- Type: International
- Date: 12 December
- Started by: World Health Organization

= Universal Health Coverage Day =

Annual observance

Universal Health Coverage Day is celebrated annually on December 12 and is promoted by the World Health Organization.

December 12 is the anniversary of the first unanimous United Nations resolution calling for all nations to provide for their citizens affordable, quality health care.

UHC is promoted as an instrument to help advance the more broadly conceived human right to health, which is based upon a number of international agreements, or widely affirmed international documents.

Universal health coverage has been included in the new Sustainable Development Goals for 2015-2030, adopted by the United Nations. In many nations, inclusive healthcare is very rudimentary and does not include heroic interventions or long term care. WaterAid reports that national infrastructure in many nations cannot support first world healthcare delivery mechanisms because it may not even provide potable water, let alone electricity.
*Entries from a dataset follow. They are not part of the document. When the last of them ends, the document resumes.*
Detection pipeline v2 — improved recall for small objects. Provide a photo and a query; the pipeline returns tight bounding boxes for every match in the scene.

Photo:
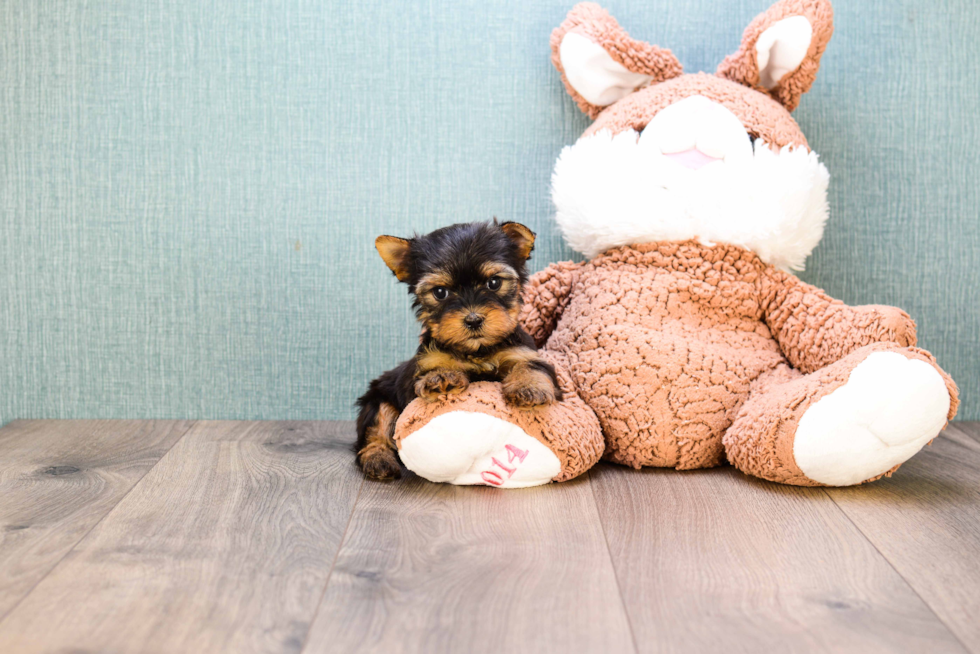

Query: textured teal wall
[0,0,980,423]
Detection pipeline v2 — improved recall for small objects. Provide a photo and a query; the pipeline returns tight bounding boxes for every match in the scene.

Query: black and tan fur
[356,220,562,479]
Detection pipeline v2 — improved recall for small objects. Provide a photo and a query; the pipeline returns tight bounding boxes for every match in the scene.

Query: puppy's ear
[374,236,412,282]
[500,223,534,260]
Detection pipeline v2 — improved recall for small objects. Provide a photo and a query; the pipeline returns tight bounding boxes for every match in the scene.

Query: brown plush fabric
[717,0,834,111]
[522,241,955,469]
[395,353,604,481]
[724,343,958,486]
[759,268,916,373]
[395,0,958,485]
[551,2,683,119]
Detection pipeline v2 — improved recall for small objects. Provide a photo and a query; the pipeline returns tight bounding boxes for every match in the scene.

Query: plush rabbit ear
[718,0,834,111]
[551,2,681,118]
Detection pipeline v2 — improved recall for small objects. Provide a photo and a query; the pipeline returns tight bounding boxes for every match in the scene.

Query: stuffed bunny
[395,0,958,488]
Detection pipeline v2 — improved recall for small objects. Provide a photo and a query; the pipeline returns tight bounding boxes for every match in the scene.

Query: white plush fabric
[793,352,950,486]
[552,123,830,270]
[755,16,813,89]
[558,32,653,107]
[399,411,561,488]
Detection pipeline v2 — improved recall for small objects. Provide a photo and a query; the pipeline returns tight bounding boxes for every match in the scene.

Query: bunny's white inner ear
[755,16,813,90]
[558,32,656,107]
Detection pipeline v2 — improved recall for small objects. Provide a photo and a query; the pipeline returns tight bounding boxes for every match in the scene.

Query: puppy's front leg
[498,347,563,408]
[415,368,470,402]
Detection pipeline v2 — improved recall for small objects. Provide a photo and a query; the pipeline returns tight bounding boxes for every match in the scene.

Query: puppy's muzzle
[463,311,483,331]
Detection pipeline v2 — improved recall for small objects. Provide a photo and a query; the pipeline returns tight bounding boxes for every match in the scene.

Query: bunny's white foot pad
[793,352,950,486]
[399,411,561,488]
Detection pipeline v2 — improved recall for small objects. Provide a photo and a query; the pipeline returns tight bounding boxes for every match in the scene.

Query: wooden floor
[0,421,980,654]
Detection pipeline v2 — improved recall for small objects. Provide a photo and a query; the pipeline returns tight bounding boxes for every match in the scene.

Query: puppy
[356,219,562,480]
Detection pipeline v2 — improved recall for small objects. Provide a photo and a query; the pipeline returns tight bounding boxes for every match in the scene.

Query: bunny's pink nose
[664,148,721,170]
A major WHO and UNICEF survey in 2015 reported that 38% of healthcare facilities surveyed did not have access to a basic water source, and 35% lacked the materials necessary for people to wash their hands effectively. When healthcare workers can’t keep facilities clean and prevent infections, their ability to deliver safe, effective, and dignified care is undermined.

The WASH Initiative (Water, sanitation, and hygiene in healthcare facilities) of the WHO and UNICEF - and their global partners, is part of the UN's Global Action Plan "to ensure that all health care facilities in all settings have adequate water, sanitation and hygiene services by 2030."

In 2016, the celebration is December 12, 2016. The standard logo is a gold circle with black and white print, showing the year's date of the celebration.

The eleven organizing partners are: The Rockefeller Foundation, World Bank Group, World Health Organization, Oxfam, Save the Children, Management Sciences for health, Action for Global Health, CapUHC, Community Working Group on Health, Global Parliamentary Network on UHC, and Public Health Foundation of India. Forty-two academic institutions and about 792 other non-governmental organizations (NGOs) are listed as Global Partners.